Tuesday, November 17, 2020

Covid19 vaccine(s)? Science?

"...It’s better to get a cancer diagnosis from a radiologist than from a Ouija Board. It’s better to learn about the age of the universe from an astrophysicist than from a Rabbi. The New England Journal of Medicine is a more reliable source about vaccines than the actress Jenny McCarthy. These preferences are not ideological. We’re not talking about Fox News versus The Nation. They are rational, because the methods of science are demonstrably superior at getting at truths about the natural world.

I don’t want to fetishize science. Sociologists and philosophers deserve a lot of credit in reminding us that scientific practice is permeated by groupthink, bias, and financial, political, and personal motivations. The physicist Richard Feynman once wrote that the essence of science was “bending over backwards to prove ourselves wrong.” But he was talking about the collective cultural activity of science, not scientists as individuals, most of whom prefer to be proven right, and who are highly biased to see the evidence in whatever light most favors their preferred theory.

But science as an institution behaves differently than particular scientists. Science establishes conditions where rational argument is able to flourish, where ideas can be tested against the world, and where individuals can work together to surpass their individual limitations. Science is not just one “faith community” among many. It has earned its epistemological stripes. And when the stakes are high, as they are with climate change and vaccines, we should appreciate its special status."

PAUL BLOOM

WHY should we trust science? Again, here's why.

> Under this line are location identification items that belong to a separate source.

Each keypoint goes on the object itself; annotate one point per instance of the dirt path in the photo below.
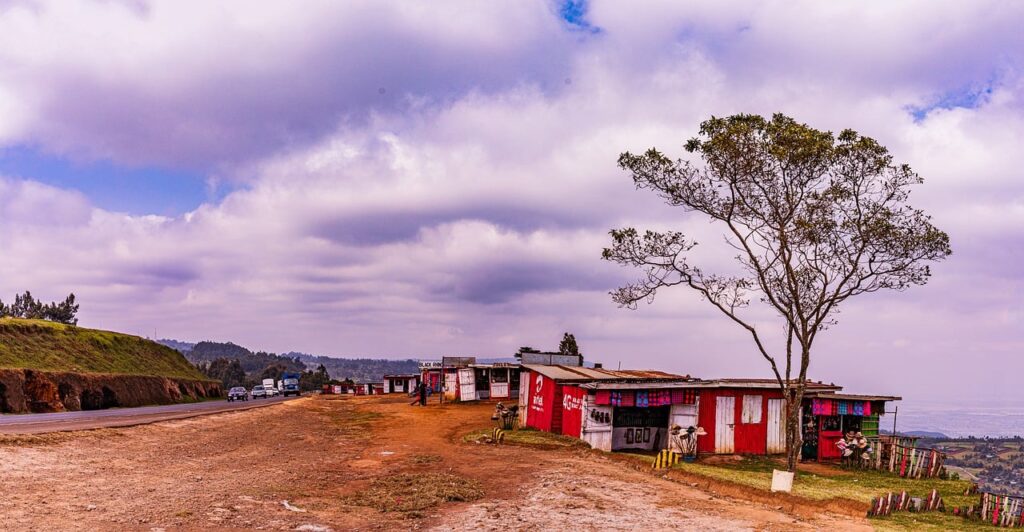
(236, 470)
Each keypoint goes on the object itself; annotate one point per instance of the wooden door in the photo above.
(451, 386)
(725, 422)
(499, 390)
(776, 427)
(467, 384)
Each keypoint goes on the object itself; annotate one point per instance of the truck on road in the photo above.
(289, 384)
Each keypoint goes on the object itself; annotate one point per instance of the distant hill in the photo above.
(205, 352)
(175, 345)
(46, 346)
(358, 369)
(921, 434)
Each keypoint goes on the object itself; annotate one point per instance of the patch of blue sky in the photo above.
(114, 187)
(574, 12)
(971, 97)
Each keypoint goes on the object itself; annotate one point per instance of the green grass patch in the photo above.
(45, 346)
(931, 521)
(857, 485)
(530, 437)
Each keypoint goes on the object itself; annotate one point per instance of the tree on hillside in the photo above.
(311, 381)
(568, 345)
(272, 371)
(28, 307)
(814, 219)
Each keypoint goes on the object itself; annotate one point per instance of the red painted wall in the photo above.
(541, 402)
(571, 408)
(749, 438)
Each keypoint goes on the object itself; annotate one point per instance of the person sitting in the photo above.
(862, 448)
(845, 446)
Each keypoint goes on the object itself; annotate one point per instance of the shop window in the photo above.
(752, 409)
(482, 380)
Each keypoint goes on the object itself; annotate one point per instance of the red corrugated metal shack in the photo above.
(609, 409)
(744, 415)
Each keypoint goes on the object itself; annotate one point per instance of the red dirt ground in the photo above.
(237, 470)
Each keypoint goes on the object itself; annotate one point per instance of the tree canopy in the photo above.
(813, 219)
(26, 306)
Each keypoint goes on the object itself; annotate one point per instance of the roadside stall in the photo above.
(827, 416)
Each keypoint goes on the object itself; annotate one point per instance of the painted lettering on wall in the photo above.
(538, 399)
(571, 403)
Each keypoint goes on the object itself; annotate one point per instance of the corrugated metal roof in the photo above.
(767, 383)
(853, 397)
(582, 374)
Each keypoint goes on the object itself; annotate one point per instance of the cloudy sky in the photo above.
(416, 179)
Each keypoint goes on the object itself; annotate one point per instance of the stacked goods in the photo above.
(1001, 511)
(886, 504)
(909, 462)
(644, 398)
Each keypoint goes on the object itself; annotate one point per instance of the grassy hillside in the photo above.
(46, 346)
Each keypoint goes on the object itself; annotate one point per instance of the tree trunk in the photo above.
(794, 440)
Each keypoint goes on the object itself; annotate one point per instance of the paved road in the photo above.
(58, 422)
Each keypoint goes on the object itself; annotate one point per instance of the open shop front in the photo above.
(825, 418)
(616, 418)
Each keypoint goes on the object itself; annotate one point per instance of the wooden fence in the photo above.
(910, 462)
(886, 504)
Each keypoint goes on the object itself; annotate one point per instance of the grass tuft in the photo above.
(412, 493)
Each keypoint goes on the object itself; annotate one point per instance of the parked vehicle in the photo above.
(268, 386)
(238, 394)
(291, 384)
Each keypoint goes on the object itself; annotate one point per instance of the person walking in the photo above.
(416, 393)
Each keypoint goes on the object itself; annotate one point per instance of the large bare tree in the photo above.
(814, 220)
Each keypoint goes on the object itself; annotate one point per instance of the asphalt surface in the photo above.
(85, 419)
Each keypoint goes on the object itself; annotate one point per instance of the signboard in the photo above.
(542, 395)
(458, 361)
(645, 429)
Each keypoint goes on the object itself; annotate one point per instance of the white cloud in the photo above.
(470, 218)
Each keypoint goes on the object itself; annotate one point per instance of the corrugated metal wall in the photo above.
(776, 426)
(541, 402)
(571, 408)
(749, 438)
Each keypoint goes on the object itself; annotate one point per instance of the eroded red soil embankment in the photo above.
(25, 391)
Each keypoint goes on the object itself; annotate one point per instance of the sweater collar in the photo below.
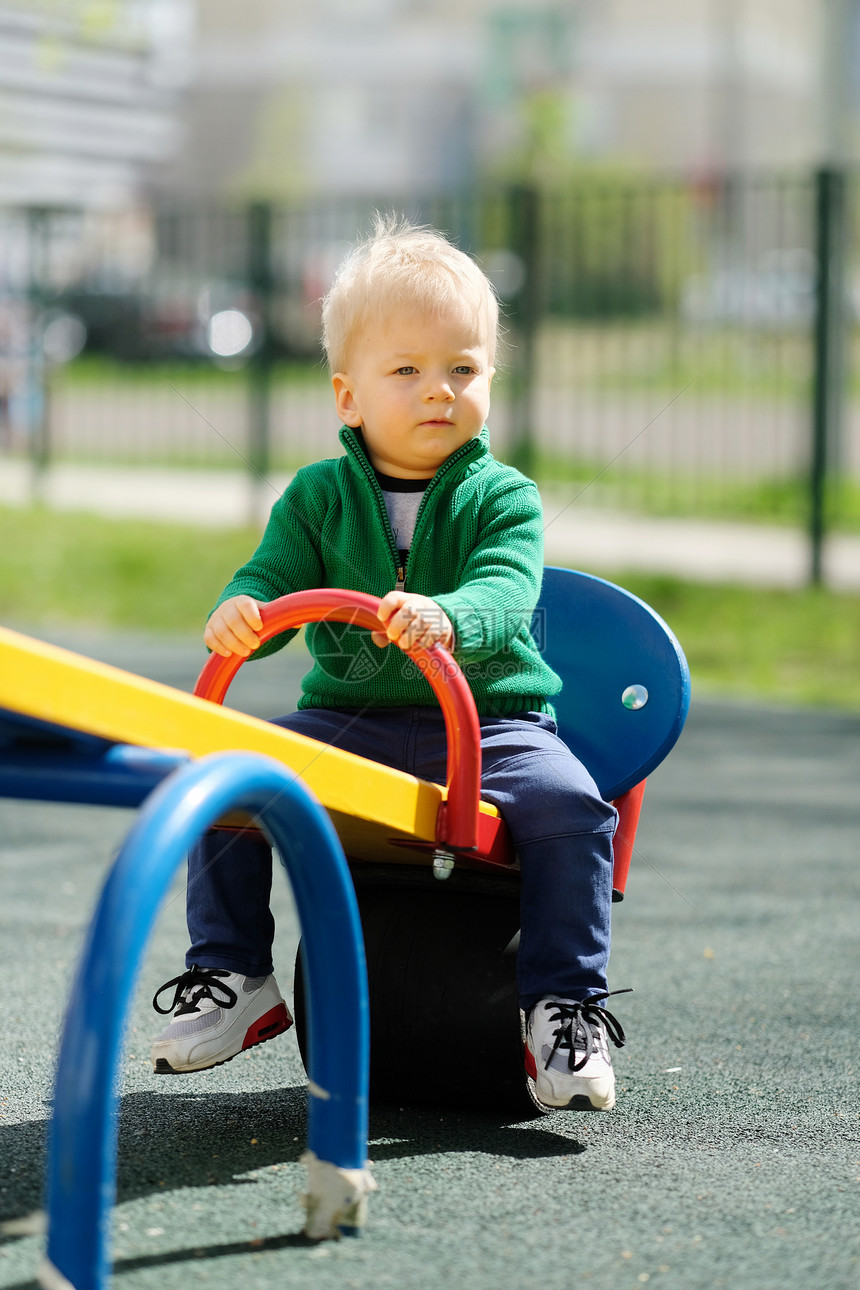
(464, 456)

CURRENT US COVID19 VAX CONTENDERS

We'll see.

UPDATE: SCIENCE BASED MEDICINE WEIGHS IN
"...Both vaccines also have a good safety profile so far. They have the usual vaccine side effects such as irritation at the vaccine site, fatigue, fever, and aches. So far no serious adverse events that would doom the vaccine. The FDA wants at least two months of safety follow up for at least half of the subjects enrolled in each trial, and this will happen by the end of November. Then the FDA will review the data and consider granting an emergency use authorization (EUA). Final approval will come later after the trials are complete. This means the companies will be able to start manufacturing and distributing millions of doses by the end of the year. Significant vaccination of the general population will likely not happen until the Spring of 2021, with life returning to normal by the Winter of 2021 if all goes well."
Some good news for a change.



BTW, I just checked JHU, 2.2 million new US Covid cases in November thru the 17th.
 
US CURRENT COVID MORTALITY
 

Charitably, assume that perhaps 25,000 of those losses were inevitable even given an actual A+ federal response effort.